Feel free to use the Java assertions mechanism:

Code Block
languagejava
private void makeTreeRoot(final Tree tree, final Node newRoot) {
    // the new root element is expected to be part of the tree already
    assert tree.contains(newRoot) : "new root not part of the tree";
    
    ...
}

However, bear in mind that assertions capture invariants and assumptions about your code. They thus concern the inner workings of your algorithms and have no business in validating user input. This is because of two things:

  1. Assertions throw errors if they fail, but these errors are not declared to be thrown by methods. And what's more, they only throw AssertionErrors instead of exceptions that are more explicit about what went wrong exactly.
  2. Assertions are usually disabled and will thus fail to capture malformed user input in productive installations. They are only meant to help you debug your code and document assumptions and invariants that you would otherwise implicitly assume (or hope) to be true.

To enable assertions in your run configurations, add the -ea parameter to the VM arguments.

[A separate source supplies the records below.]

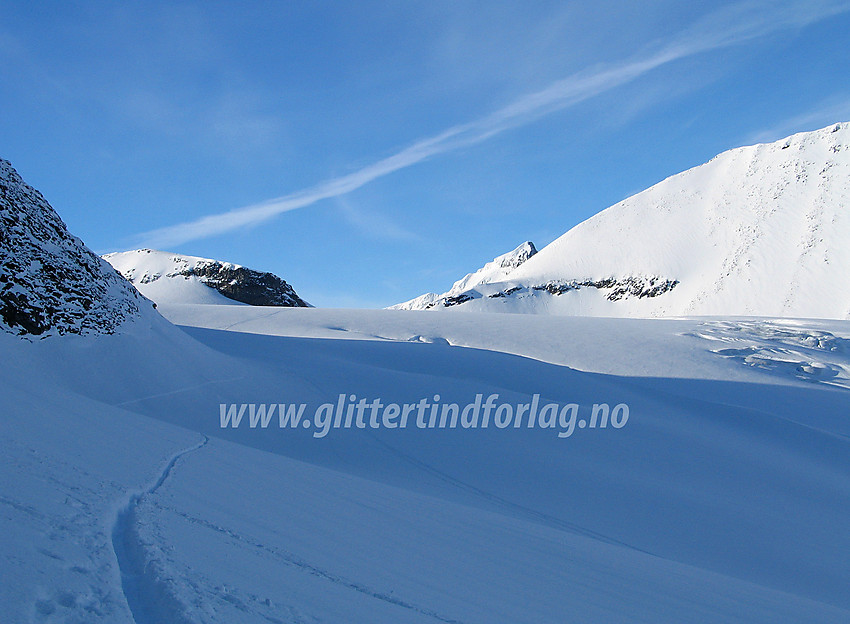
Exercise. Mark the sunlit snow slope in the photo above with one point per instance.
(757, 230)
(166, 277)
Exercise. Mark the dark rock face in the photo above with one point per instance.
(246, 285)
(50, 283)
(617, 289)
(624, 288)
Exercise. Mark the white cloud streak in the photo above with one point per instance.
(734, 25)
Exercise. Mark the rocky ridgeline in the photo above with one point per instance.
(146, 266)
(50, 283)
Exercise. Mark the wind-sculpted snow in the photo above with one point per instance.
(783, 348)
(724, 498)
(50, 283)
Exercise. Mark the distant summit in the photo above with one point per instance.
(50, 283)
(494, 271)
(761, 230)
(173, 278)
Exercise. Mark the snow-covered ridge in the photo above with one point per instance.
(50, 283)
(494, 271)
(174, 278)
(758, 230)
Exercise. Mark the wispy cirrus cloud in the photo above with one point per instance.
(731, 26)
(832, 110)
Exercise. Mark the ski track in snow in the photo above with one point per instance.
(148, 595)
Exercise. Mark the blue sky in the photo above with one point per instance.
(368, 152)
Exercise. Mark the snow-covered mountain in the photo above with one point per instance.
(173, 278)
(496, 270)
(759, 230)
(50, 283)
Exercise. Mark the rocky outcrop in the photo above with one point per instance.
(50, 283)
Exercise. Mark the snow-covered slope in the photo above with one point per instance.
(174, 278)
(50, 283)
(724, 499)
(760, 230)
(496, 270)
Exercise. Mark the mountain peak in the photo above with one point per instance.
(759, 230)
(167, 277)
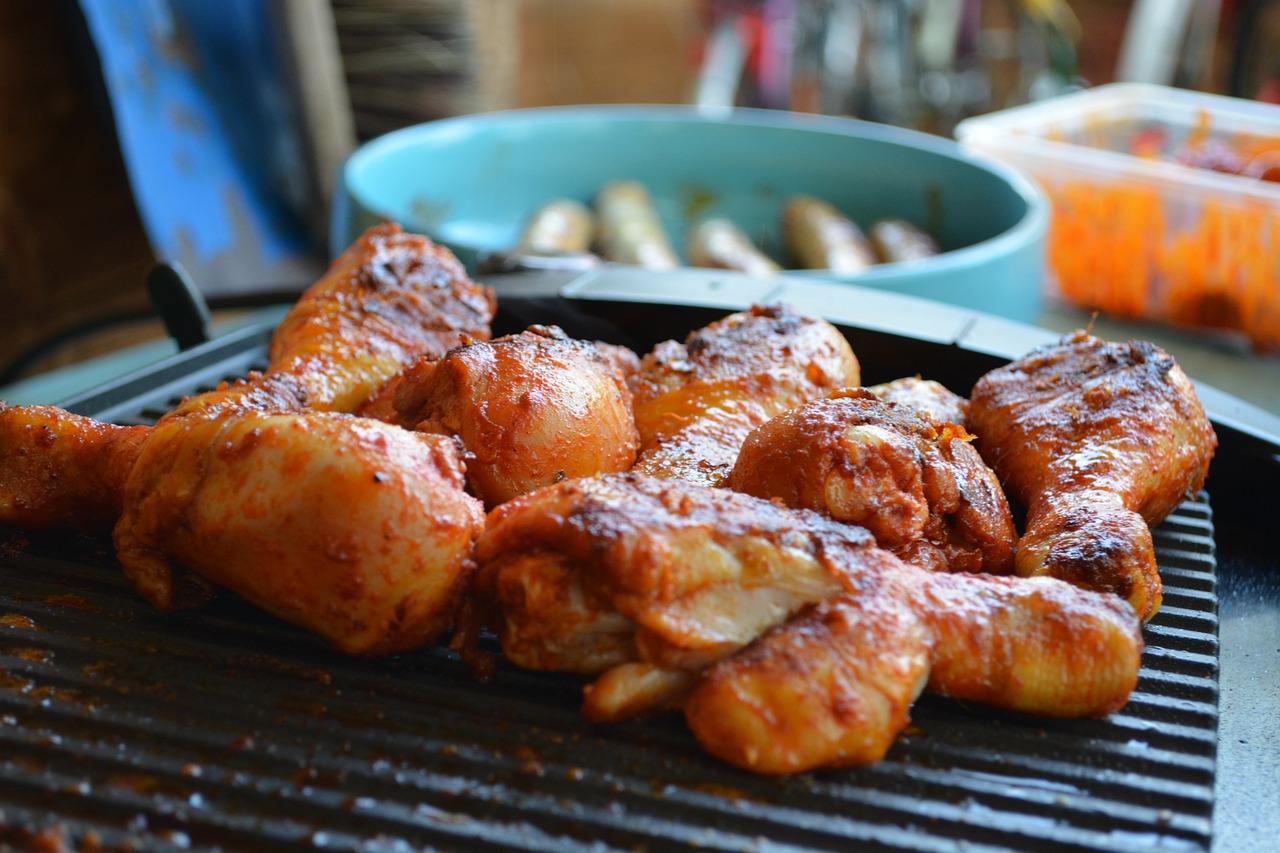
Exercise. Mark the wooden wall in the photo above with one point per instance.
(72, 247)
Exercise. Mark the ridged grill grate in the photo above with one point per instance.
(225, 729)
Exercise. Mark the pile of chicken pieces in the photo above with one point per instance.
(730, 527)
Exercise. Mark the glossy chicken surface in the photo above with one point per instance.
(791, 642)
(530, 410)
(353, 529)
(918, 486)
(928, 396)
(389, 299)
(1098, 442)
(63, 471)
(696, 401)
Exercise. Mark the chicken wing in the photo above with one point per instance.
(696, 401)
(353, 529)
(392, 296)
(918, 486)
(790, 641)
(530, 409)
(1098, 442)
(833, 687)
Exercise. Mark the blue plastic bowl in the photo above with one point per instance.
(471, 183)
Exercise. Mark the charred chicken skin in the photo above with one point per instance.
(926, 396)
(392, 296)
(696, 401)
(918, 486)
(1098, 442)
(530, 410)
(790, 641)
(353, 529)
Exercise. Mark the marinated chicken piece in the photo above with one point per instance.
(353, 529)
(790, 641)
(391, 297)
(918, 486)
(594, 573)
(1098, 442)
(530, 410)
(696, 401)
(833, 687)
(63, 471)
(928, 396)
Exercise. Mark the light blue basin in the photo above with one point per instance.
(471, 183)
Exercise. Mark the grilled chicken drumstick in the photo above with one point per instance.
(918, 486)
(790, 641)
(928, 396)
(530, 409)
(1098, 442)
(357, 530)
(696, 401)
(389, 297)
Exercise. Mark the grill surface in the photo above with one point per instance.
(225, 729)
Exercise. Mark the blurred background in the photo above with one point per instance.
(211, 133)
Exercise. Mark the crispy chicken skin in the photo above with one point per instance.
(833, 687)
(918, 486)
(63, 471)
(1098, 442)
(696, 401)
(530, 409)
(594, 573)
(928, 396)
(392, 296)
(790, 641)
(353, 529)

For more information about Java assertions, see the official documentation.

Platform Independence

Always try to separate user interface code from conceptual or algorithmic code. This avoids dependencies on GUI stuff in pure algorithm projects, such as KLay. A big concern is to avoid Eclipse dependencies in KIELER's base plug-ins to make the code as portable as possible. Other people might want to use it, but might not be developing Eclipse-based projects.

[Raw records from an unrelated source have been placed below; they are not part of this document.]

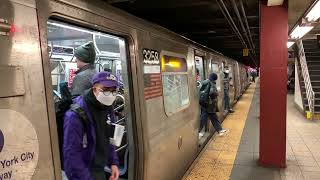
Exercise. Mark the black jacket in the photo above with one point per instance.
(212, 106)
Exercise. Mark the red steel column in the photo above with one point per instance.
(273, 90)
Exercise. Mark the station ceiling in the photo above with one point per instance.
(206, 22)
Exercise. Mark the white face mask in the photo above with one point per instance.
(106, 99)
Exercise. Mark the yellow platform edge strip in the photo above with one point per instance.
(217, 159)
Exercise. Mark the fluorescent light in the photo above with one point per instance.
(300, 31)
(314, 13)
(289, 44)
(275, 2)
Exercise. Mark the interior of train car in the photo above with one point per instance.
(111, 54)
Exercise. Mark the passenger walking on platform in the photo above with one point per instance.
(209, 104)
(226, 83)
(85, 58)
(86, 148)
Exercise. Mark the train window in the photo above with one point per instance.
(175, 83)
(215, 69)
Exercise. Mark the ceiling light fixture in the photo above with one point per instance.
(289, 44)
(299, 31)
(314, 13)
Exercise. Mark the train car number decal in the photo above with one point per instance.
(152, 74)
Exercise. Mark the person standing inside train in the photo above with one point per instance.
(87, 150)
(85, 58)
(210, 107)
(226, 85)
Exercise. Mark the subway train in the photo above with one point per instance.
(159, 71)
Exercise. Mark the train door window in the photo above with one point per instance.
(175, 83)
(215, 69)
(63, 39)
(200, 74)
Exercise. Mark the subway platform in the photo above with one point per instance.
(235, 155)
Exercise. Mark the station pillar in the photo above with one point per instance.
(273, 90)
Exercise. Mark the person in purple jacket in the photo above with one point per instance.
(86, 160)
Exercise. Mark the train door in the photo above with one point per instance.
(111, 55)
(215, 68)
(232, 89)
(200, 76)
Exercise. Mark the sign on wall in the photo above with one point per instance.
(19, 146)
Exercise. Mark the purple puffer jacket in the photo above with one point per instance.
(76, 158)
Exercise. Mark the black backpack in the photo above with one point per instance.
(61, 107)
(204, 94)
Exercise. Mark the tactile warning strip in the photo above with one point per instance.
(218, 157)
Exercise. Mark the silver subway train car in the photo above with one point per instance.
(159, 71)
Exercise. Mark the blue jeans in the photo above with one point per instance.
(226, 100)
(214, 120)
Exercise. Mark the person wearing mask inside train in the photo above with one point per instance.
(210, 107)
(87, 150)
(226, 84)
(85, 58)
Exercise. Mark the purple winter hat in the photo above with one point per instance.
(105, 78)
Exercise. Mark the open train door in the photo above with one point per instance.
(65, 26)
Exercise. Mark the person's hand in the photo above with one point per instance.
(114, 173)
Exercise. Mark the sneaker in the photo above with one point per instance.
(223, 132)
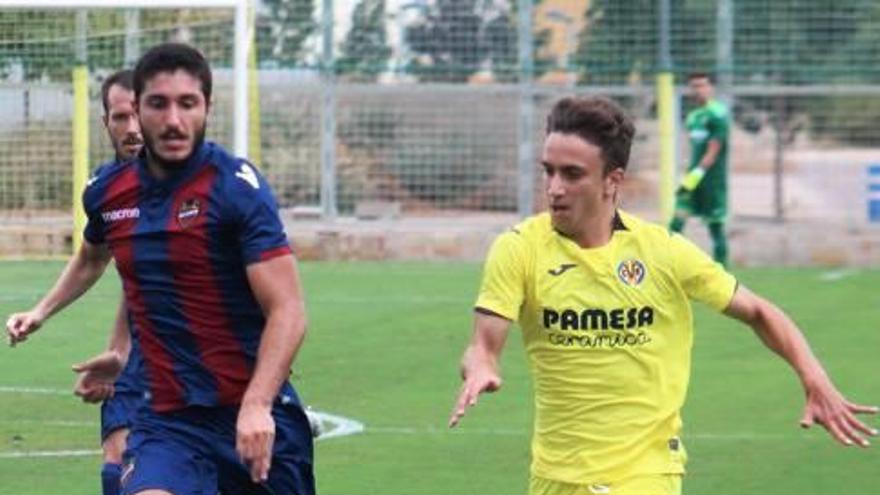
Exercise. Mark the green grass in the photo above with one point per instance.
(383, 348)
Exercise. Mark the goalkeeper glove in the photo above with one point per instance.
(693, 178)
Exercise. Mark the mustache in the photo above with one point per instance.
(172, 134)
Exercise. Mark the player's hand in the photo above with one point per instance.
(20, 325)
(476, 381)
(827, 407)
(254, 437)
(96, 376)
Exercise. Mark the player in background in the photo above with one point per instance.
(213, 290)
(604, 302)
(703, 190)
(121, 399)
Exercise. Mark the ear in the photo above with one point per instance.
(613, 182)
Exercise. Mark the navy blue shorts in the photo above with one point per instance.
(119, 412)
(192, 452)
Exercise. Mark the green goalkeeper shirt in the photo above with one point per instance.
(708, 122)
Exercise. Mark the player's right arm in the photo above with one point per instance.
(78, 276)
(501, 295)
(479, 365)
(98, 374)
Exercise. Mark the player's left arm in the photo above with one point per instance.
(824, 403)
(275, 284)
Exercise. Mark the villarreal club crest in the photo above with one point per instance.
(631, 272)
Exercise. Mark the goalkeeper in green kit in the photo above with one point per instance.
(703, 189)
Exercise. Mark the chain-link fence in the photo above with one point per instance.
(436, 106)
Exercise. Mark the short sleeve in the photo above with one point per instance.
(700, 276)
(94, 229)
(718, 125)
(261, 232)
(504, 276)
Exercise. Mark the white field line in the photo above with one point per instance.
(412, 299)
(835, 275)
(334, 426)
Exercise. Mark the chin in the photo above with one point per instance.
(559, 224)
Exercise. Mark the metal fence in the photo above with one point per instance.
(436, 106)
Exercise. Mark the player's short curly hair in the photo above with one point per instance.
(171, 57)
(598, 121)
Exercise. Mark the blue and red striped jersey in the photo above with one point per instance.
(181, 247)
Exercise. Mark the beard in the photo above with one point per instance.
(172, 165)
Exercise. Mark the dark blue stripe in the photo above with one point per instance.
(156, 279)
(242, 310)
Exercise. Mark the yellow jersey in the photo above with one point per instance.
(608, 333)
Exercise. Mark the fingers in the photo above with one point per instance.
(466, 398)
(255, 435)
(255, 451)
(857, 426)
(94, 392)
(18, 326)
(807, 419)
(841, 424)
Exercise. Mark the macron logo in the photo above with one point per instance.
(122, 214)
(247, 174)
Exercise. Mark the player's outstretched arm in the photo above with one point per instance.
(78, 276)
(98, 374)
(479, 365)
(275, 283)
(825, 404)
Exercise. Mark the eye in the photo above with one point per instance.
(572, 173)
(157, 102)
(189, 102)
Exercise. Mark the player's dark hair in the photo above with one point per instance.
(171, 57)
(598, 121)
(701, 75)
(122, 78)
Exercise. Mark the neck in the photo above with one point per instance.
(597, 230)
(159, 169)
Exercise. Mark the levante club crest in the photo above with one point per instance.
(188, 212)
(631, 272)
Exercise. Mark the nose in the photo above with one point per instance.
(132, 126)
(172, 117)
(555, 187)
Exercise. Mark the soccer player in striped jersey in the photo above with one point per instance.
(212, 287)
(120, 399)
(604, 302)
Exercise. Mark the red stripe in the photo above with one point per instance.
(274, 253)
(166, 390)
(197, 289)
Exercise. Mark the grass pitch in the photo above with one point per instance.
(383, 349)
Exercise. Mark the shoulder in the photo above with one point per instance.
(103, 176)
(717, 109)
(532, 230)
(640, 227)
(649, 237)
(521, 241)
(238, 173)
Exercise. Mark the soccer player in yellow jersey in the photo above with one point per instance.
(603, 300)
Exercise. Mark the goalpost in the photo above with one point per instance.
(16, 66)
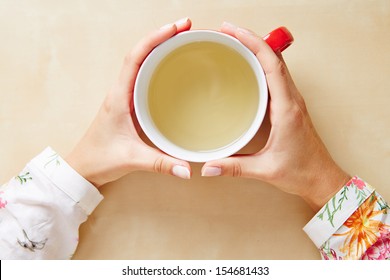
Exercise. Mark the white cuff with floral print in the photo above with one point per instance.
(338, 209)
(64, 177)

That being said, Eclipse is still the main platform for KIELER, and many projects are tightly integrated with it.

Special KIELER Issues

In order to stay platform-independent, KIELER handles preferences and algorithm progress monitoring independently of Eclipse. Thus, don't use the standard mechanisms, but the KIELER ones:

  • IKielerProgressMonitor
    This is just the same idea for a progress monitor, which is very useful when executing long running algorithms. Such also the algorithm (with no dependencies on UI elements or Eclipse) need to access the progress monitor in order to report any progress. The KIELER implementation adds neat features such as execution time measurement.